Minister of States and Frontier
Regions Abdul Qadir Baloch said once North and South Waziristan were nurseries of terrorists but during the operation Zarb-i-Azb the sanctuaries were destroyed.
“Time has come to change the lifestyles of the people of Fata. People involved in manufacturing and sale of weapons have to be provided some other sources of business but for that there is a need of an economic activity.” He said the government was considering starting mineral extraction and agricultural activities in Fata to provide a source of earning to the local residents. However, for that Rs100 billion will be required, he said.
The participants were informed that Fata was among the most underdeveloped regions of Pakistan. Since 2008, large portions of the population have been frequently displaced. T
he latest wave of displacement brought the total displacement in Fata to an estimated 310,729 families, around two million TDPs, of which around 70 per cent were women and children.
The government has put in place a phased plan of return for the TDPs, beginning with the first phase of returns to South Waziristan, North Waziristan and Khyber Agencies in March 2015.
The Fata Secretariat, with technical support from the UNDP, has developed the ‘Fata sustainable return and rehabilitation strategy’, which aims at ensuring the progressive and sustainable return of temporarily displaced people to Fata. To encourage their safe and voluntary return, this strategy seeks to establish an enabling environment in the displace people’s areas of origin.
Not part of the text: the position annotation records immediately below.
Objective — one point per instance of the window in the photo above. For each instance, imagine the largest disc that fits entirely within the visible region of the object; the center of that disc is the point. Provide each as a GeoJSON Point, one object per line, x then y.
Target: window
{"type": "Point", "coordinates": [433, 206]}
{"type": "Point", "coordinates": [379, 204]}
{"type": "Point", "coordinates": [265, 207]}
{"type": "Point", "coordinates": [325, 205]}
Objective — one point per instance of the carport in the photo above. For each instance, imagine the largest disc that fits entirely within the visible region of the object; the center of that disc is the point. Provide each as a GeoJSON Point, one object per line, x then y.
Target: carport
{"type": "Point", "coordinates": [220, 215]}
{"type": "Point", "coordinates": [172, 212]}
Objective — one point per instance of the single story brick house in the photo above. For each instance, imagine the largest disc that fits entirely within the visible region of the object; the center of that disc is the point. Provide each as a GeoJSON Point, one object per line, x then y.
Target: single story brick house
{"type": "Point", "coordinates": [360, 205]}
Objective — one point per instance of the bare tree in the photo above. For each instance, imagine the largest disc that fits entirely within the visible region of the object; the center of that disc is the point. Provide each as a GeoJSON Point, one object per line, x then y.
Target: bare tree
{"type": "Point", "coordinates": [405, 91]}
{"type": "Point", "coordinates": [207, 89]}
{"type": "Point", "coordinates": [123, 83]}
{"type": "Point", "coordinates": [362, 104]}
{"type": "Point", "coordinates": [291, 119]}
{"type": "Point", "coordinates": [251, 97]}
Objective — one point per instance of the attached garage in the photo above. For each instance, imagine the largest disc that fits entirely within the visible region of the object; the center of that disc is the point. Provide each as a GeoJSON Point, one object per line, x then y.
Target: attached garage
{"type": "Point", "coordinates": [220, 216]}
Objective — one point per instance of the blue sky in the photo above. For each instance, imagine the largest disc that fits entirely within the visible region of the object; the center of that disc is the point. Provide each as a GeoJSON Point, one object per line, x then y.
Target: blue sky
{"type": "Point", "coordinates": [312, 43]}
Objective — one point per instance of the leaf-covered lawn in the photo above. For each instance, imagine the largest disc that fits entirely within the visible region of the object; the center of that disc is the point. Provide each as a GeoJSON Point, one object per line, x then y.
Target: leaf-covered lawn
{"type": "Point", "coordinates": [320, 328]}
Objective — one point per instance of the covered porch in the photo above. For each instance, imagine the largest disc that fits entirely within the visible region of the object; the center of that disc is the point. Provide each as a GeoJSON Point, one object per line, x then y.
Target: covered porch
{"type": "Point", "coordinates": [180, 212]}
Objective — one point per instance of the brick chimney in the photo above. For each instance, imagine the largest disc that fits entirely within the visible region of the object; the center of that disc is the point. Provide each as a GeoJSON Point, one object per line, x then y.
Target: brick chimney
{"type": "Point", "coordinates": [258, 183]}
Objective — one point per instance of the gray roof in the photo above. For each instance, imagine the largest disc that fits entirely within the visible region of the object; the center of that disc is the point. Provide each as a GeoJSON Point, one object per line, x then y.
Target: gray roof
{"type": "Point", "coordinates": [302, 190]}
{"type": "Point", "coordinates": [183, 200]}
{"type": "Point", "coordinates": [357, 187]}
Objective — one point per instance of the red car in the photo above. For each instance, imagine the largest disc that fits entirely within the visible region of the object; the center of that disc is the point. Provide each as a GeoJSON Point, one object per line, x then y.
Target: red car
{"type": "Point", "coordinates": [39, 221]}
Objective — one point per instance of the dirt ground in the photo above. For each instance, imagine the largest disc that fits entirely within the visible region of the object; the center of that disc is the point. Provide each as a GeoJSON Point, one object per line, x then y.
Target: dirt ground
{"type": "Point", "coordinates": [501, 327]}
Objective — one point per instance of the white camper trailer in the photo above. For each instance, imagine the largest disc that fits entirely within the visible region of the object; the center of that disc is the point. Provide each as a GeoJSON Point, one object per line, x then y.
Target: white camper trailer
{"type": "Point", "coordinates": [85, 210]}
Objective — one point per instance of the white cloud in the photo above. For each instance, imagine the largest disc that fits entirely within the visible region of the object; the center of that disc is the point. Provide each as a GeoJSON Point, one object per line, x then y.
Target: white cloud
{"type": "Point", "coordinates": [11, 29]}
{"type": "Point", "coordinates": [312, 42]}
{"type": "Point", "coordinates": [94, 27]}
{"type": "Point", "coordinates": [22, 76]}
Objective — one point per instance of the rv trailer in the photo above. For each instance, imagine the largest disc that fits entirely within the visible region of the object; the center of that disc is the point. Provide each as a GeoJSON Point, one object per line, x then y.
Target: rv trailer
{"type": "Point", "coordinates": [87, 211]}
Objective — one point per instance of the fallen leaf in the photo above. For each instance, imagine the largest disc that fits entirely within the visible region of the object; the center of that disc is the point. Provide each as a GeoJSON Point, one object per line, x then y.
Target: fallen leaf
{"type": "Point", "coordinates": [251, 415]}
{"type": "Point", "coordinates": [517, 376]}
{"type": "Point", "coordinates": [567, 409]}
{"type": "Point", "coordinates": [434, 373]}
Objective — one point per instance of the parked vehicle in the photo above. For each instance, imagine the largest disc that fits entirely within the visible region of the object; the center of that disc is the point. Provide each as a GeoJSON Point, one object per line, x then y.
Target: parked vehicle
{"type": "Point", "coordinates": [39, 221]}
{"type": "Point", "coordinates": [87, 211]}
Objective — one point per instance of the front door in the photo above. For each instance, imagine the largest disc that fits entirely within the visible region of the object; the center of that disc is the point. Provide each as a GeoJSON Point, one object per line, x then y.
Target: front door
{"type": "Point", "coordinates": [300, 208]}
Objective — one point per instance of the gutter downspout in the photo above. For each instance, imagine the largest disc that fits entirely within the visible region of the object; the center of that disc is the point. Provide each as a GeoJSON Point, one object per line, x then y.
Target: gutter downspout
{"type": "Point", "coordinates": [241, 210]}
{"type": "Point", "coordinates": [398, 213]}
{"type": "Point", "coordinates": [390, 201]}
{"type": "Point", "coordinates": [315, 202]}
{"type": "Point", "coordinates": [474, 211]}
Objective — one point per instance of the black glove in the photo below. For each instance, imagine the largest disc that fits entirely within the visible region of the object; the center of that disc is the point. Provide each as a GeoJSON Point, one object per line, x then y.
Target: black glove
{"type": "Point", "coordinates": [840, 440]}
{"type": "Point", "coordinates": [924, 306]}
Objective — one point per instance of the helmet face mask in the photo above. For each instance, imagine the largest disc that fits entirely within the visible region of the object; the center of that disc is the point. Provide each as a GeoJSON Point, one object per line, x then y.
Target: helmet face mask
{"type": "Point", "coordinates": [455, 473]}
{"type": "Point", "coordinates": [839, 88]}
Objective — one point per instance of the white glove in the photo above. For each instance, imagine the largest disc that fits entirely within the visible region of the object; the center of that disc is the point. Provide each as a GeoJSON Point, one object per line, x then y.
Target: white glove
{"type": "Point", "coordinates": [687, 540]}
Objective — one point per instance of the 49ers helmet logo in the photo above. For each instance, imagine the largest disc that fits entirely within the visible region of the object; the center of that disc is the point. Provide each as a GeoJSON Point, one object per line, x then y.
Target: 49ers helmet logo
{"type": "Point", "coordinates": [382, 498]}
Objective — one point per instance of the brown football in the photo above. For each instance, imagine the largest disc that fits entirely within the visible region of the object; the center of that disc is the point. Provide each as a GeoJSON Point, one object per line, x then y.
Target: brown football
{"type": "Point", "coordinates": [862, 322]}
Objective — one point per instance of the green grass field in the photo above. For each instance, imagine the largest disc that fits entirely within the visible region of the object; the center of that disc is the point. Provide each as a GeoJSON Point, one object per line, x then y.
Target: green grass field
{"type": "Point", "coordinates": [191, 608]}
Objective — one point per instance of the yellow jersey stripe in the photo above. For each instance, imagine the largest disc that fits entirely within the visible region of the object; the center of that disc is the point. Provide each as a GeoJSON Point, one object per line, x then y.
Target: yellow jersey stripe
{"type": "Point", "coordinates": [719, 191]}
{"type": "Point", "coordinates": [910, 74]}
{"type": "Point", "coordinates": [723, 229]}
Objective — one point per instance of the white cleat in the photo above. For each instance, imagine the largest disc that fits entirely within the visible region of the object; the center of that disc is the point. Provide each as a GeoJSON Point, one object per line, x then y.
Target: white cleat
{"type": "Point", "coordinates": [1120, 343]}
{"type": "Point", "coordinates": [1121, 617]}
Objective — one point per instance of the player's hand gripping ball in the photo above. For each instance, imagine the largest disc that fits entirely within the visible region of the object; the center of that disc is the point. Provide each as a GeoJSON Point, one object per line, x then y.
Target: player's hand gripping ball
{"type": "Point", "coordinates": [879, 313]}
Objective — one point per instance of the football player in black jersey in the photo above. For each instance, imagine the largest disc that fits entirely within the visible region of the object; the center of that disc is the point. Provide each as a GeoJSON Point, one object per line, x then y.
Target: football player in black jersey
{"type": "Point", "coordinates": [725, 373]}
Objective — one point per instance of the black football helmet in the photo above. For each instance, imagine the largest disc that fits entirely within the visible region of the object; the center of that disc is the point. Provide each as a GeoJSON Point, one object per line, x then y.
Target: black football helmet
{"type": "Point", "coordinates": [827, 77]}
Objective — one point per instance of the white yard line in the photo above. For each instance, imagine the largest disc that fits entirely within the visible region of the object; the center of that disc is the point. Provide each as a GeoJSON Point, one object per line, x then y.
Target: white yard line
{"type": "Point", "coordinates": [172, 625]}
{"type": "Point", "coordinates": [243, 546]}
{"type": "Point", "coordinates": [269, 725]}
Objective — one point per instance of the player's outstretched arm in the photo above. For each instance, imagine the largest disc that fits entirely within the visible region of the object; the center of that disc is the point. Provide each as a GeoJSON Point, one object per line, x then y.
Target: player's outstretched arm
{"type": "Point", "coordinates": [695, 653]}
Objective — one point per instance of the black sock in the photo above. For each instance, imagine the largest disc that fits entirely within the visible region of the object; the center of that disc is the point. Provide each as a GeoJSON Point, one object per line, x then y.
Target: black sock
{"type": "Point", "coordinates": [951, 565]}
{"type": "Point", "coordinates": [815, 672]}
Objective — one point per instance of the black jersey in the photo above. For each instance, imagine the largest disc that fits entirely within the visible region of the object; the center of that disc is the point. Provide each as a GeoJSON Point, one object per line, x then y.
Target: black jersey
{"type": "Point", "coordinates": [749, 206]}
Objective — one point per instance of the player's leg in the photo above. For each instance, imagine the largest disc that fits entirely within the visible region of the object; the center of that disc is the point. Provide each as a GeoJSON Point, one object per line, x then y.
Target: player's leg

The initial focus shall be the implementation of five key pillars of action over 24 months across Fata. The budget for the rehabilitation activities is 120 million dollars.
The five main pillars of the rehabilitation are: rehabilitating physical infrastructure, strengthening law and order, expanding government service delivery, reactivating and strengthening the economy and strengthening social cohesion and peace building.
The strategy is part of a larger rehabilitation and reconstruction effort, including return grants, conditional cash transfers, housing rehabilitation and infrastructure reconstruction which would require about $800 million.